Her fellow panelists discussed the difficulties in designing PRO measures, including the need to account for special challenges for patients living in or near poverty. Avoiding emergency department visits and hospitalizations, for example, may be a key priority for people who are paid hourly wages, said Kashyap Patel, MD, managing partner of Carolina Blood and Cancer Care in Rock Hill, S.C. These patients will not only face the inconvenience and cost of a hospital stay, but will also lose wages from missed work. He urged policymakers to take these factors into consideration in designing quality measures, and not to forget that “there is a human being behind this.”
Ronald S. Walters, MD, associate head of the Institute for Cancer Care Innovation at the University of Texas MD Anderson Cancer Center, and chair of NCCN’s board of directors, cautioned against continued attempts to devise a “Nirvana” list of outcome measures that can be universally applied. Instead, payers may be better off with a “mix and match” approach. Certain measures may be used across the board, such as pain and quality of life metrics, while other measures could be more tailored.
Dr. Walters also called out a missed opportunity to tie PROs to Medicare payment in the area of chimeric antigen receptor (CAR) T-cell therapy.
In 2018, the CMS indicated it was considering the use of PROs in connection with CAR T-cell payment.

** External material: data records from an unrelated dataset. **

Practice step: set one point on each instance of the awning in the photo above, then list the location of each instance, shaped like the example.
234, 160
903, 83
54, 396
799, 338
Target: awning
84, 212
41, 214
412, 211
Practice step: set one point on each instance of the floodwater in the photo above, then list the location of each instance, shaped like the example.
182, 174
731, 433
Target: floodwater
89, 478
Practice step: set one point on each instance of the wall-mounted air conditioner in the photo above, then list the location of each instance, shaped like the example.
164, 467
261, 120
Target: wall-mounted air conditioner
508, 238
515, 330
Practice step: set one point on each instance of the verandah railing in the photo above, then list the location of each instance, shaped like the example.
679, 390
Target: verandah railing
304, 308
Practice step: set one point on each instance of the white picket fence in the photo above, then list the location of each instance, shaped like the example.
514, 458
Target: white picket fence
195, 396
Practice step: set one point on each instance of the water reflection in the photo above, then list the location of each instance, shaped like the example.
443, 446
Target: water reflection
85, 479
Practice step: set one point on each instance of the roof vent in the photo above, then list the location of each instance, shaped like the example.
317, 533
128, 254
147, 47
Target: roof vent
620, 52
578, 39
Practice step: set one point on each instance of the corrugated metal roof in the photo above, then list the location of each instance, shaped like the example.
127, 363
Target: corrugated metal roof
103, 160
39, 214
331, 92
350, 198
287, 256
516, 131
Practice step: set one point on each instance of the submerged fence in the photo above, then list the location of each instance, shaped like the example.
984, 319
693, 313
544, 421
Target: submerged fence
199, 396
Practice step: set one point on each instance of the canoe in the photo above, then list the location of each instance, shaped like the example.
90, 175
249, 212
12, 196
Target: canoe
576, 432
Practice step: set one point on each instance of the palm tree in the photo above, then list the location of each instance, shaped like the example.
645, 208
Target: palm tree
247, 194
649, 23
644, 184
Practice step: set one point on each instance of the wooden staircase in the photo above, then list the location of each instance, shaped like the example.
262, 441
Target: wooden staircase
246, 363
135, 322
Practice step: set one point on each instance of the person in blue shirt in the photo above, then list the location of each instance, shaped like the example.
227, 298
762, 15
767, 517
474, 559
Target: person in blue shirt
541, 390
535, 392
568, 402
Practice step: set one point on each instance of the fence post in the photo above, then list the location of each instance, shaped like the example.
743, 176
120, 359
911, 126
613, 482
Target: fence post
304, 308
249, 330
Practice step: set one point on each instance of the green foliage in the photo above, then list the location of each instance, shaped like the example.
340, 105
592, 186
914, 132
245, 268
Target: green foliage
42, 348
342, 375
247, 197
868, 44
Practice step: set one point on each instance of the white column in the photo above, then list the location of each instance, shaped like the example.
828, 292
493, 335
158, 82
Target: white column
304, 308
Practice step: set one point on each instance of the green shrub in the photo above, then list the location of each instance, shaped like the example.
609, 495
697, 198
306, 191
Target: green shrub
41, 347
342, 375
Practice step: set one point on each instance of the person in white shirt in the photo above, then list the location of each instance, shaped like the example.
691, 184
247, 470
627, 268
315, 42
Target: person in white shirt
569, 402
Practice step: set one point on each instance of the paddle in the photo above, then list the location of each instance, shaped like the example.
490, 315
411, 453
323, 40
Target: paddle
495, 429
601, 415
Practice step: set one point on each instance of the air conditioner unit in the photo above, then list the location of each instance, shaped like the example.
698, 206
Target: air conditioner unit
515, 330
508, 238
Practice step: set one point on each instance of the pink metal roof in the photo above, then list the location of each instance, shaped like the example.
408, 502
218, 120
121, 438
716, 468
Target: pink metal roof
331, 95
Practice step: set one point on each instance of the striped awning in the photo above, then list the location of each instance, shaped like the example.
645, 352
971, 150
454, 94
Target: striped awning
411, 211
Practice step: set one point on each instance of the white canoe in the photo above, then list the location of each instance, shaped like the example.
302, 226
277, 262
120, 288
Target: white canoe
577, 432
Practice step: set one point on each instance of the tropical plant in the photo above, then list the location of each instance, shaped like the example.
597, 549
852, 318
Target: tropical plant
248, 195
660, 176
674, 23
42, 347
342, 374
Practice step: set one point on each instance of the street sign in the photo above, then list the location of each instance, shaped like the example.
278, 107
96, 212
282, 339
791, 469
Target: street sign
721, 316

The CMS asked its Medicare Evidence Development and Coverage Advisory Committee (MEDCAC) to consider the role of PROs in connection with payment for CAR T-cell therapy. At an August 2018 meeting, MEDCAC panelists generally expressed confidence in PROs in a series of votes about the use of this approach to quality measurement in cancer trials.
But drugmakers and physician groups raised strong objections at the MEDCAC meeting. In its national coverage decision on CAR T, issued in August 2019, the CMS said it had received many comments on PROs “ranging from support of their collection to recommendations for additional assessment tools to request to remove PRO requirements.” The CMS opted at this time to encourage participation in the Center for International Blood and Marrow Transplantation Research (CIBMTR) database “that currently collects health outcomes (and aims to collect patient reported outcomes in the future) on patients who have received CAR T-cell treatments.”
For Dr. Walters, this setback for the use of PROs in CAR T therapy payment is telling, as the treatment is known to produce serious side effects and is administered in well-controlled circumstances.
“If you can’t organize collecting patient-reported outcomes after CAR T cell, that kind of tells you the state of where we are on collecting them on everybody,” Dr. Walters said.